The intervention of the national Assembly through its committee on Downstream and officers of the various unions in the oil and gas industry, which are said to have had constructive engagement with the federal government officials, made the oil marketers to suspend the strike.
The Unions involved include Petroleum and Natural Gas Senior Staff Association of Nigeria (PENGASSAN), National Union of Petroleum and Natural Gas (NUPENG) National Association of Roads and Transport Organisation (NARTO), and the Petroleum Transport Drivers ( PTD)
BusinessDay learnt that it was impressed on the government by these pressure groups that allowing the strike to take place would not be too good both for the economy and the government especially when it has not resolved the issue of minimum wage.
It was after these group of people had talks with government and got assurance that she would act positively that the mediators decide to reach out to the marketers and asked them to give the government the benefit of doubt by suspending their action for a while.
Consequent upon this, the marketers had to reconsider their position and gave the government another five days of grace to see what would happen.
According to Olufemi Adewole, executive secretary, Depot and Petroleum Products Marketers Association (DAPPMA) the association had to revise it earlier decision at about 1.30 am on Monday morning to mitigate the possible impact it would have on Nigerian. “We had already given a directive that the depots across the country should shut down from loading petroleum products effective from 12-midnight today (Monday).
He however stated that If the government fails to act appropriately they would resume the action without given any notice.
“The unions has resolved to recall its disengaged personnel for 5-days to give the FG’s team the opportunity to conclude its process of paying marketers the full outstanding of N800 billion with the first trench being the amount already approved by the Federal Executive Council (FEC)

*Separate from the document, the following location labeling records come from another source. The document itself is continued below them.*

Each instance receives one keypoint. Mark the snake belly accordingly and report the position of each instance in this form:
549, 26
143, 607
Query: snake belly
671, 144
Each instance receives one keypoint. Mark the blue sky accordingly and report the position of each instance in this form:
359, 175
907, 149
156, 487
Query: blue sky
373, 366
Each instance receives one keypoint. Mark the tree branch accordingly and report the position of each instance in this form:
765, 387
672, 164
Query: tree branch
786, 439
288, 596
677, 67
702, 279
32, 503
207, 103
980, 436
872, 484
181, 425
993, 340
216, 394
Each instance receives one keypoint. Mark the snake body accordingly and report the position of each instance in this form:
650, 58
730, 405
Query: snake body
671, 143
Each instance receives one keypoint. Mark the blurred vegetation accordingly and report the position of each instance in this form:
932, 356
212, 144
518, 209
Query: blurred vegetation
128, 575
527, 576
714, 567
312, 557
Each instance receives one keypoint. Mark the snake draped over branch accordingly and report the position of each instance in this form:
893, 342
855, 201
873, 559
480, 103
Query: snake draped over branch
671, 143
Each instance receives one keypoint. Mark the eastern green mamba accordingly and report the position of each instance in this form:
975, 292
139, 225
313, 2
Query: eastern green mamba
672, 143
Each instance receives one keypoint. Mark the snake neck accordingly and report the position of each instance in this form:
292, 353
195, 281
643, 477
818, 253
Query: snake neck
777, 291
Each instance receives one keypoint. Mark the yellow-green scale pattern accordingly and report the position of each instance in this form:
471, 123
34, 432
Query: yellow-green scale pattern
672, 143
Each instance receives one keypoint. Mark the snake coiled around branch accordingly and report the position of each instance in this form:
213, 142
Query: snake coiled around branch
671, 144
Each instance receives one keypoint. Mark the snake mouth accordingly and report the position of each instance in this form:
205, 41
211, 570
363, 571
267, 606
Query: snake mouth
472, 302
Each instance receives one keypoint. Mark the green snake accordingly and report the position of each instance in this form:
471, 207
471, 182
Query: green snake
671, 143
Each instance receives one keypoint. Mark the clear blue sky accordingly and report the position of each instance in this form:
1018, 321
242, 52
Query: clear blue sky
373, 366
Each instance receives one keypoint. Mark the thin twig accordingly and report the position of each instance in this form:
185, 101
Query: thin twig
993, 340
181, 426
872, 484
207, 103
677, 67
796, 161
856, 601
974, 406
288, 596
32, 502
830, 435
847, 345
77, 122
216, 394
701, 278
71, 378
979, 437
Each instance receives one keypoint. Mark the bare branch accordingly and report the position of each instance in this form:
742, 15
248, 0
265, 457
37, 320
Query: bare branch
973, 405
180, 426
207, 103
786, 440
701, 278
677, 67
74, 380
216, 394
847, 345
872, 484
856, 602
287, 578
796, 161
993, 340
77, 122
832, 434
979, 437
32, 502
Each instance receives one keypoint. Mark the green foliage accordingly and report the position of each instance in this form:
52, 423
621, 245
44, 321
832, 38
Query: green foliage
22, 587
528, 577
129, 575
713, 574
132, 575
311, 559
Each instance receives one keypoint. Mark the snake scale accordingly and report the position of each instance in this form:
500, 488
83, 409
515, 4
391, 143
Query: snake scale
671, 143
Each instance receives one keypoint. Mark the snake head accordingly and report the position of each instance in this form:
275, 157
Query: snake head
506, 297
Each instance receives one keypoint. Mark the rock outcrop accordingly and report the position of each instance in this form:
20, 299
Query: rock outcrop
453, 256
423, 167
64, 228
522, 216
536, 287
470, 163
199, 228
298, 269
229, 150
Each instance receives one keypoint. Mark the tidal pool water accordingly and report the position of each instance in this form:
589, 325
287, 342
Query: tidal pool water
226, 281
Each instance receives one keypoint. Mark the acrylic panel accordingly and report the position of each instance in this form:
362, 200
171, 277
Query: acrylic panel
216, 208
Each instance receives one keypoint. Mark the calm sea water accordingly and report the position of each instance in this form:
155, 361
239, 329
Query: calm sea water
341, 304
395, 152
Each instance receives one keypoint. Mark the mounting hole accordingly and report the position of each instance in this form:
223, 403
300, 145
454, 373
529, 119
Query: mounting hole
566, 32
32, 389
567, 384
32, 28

He said the association has acted in good faith to avoid unnecessary hardship which could befall Nigerians during the yuletide season and we hope that government would make good its promise to see that those issues are resolved by Friday, Dec., 14, 2018 as promised.

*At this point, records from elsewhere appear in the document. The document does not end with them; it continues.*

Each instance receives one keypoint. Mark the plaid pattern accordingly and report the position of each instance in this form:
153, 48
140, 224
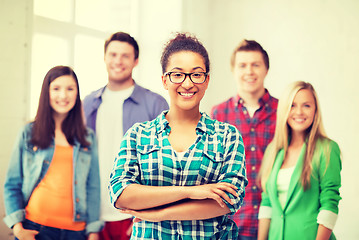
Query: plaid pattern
257, 132
146, 157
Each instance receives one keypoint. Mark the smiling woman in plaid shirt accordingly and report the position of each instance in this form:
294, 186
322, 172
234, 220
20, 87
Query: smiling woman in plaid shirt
183, 173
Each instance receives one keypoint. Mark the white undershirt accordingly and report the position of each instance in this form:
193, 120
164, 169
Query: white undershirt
283, 180
109, 131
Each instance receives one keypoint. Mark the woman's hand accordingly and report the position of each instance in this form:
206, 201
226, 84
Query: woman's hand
215, 191
22, 233
152, 215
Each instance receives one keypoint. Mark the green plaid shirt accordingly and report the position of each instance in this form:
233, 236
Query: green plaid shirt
146, 157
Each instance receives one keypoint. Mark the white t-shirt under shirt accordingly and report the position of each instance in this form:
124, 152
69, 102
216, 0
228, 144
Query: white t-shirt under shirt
109, 131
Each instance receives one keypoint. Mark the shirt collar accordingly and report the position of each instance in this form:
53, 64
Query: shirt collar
205, 123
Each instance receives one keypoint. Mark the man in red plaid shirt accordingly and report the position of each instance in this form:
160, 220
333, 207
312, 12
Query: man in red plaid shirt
253, 112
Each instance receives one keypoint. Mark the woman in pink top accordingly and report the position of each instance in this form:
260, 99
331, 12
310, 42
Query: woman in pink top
52, 184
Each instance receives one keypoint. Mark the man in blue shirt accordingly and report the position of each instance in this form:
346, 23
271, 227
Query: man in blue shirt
110, 111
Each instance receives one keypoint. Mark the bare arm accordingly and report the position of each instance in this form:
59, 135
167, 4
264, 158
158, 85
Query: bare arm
263, 228
186, 210
323, 233
133, 196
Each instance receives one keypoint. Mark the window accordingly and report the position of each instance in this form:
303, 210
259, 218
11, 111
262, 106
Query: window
72, 32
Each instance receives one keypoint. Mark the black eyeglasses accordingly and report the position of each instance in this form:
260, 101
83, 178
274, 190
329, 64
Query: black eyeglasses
179, 77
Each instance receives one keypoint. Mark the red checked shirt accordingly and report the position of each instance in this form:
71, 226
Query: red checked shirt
257, 132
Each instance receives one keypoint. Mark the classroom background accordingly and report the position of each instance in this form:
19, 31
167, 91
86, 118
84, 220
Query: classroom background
315, 41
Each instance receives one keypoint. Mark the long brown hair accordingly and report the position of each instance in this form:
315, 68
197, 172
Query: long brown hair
43, 129
283, 133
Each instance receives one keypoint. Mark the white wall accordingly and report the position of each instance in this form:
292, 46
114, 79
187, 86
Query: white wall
15, 45
315, 41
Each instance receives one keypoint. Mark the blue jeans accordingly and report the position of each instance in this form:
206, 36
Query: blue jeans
246, 238
50, 233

“To this, end, our disengaged personnel would be recalled on Monday, Dec. 10 and considering the reactivation time or hitherto shut down system, all depots with fuel stock should be fully active same day,’’ the statement said.
The statement said further that the conclusion of the debts payment would curtail the continuing wastage of public funds as interest accruing on the over N800 billion debt.
He therefore advised DAPPMA depots to commence loading operations immediately and await further notification in respect of our long overdue payment.
It would be recalled that on Dec. 9 at about 8.30pm, DAPPAMA had directed its members to shut down all loading operations by midnight, adding that oil marketers had disengaged employees due to their inability to pay salaries.
It said that the Association took a bold step to stop the financial hemorrhaging of its members by the painful disengagement of its loyal workers after over three years of engaging with the government in the efforts to secure the payment of all subsidy induced debt owed marketers.
According to DAPPMA, to avoid owing staff without any hope of pay, it is hereby agreed that since all our staff have been disengaged, all DAPPMAN member depot are not in a position to operate hence will shut down all loading at midnight
It said that the claims by the government to have settle N236 billion out of the outstanding N800 subsidy arrears was not acceptable to DAPPMA members, leading to last week’s Thursday meeting which ended in a deadlock.
The decision of government to pay the N236 billion through promissory notes was equally rejected by the oil marketers.
‘‘As the name suggest, promissory note is a payment instrument that is post dated. Based on this when you approach the banks with the instrument, you don’t get the actual value on it.
“About 30 percent is knocked off because Government will be making the payment at a later date which ties down the bank’s capital,’’ he said.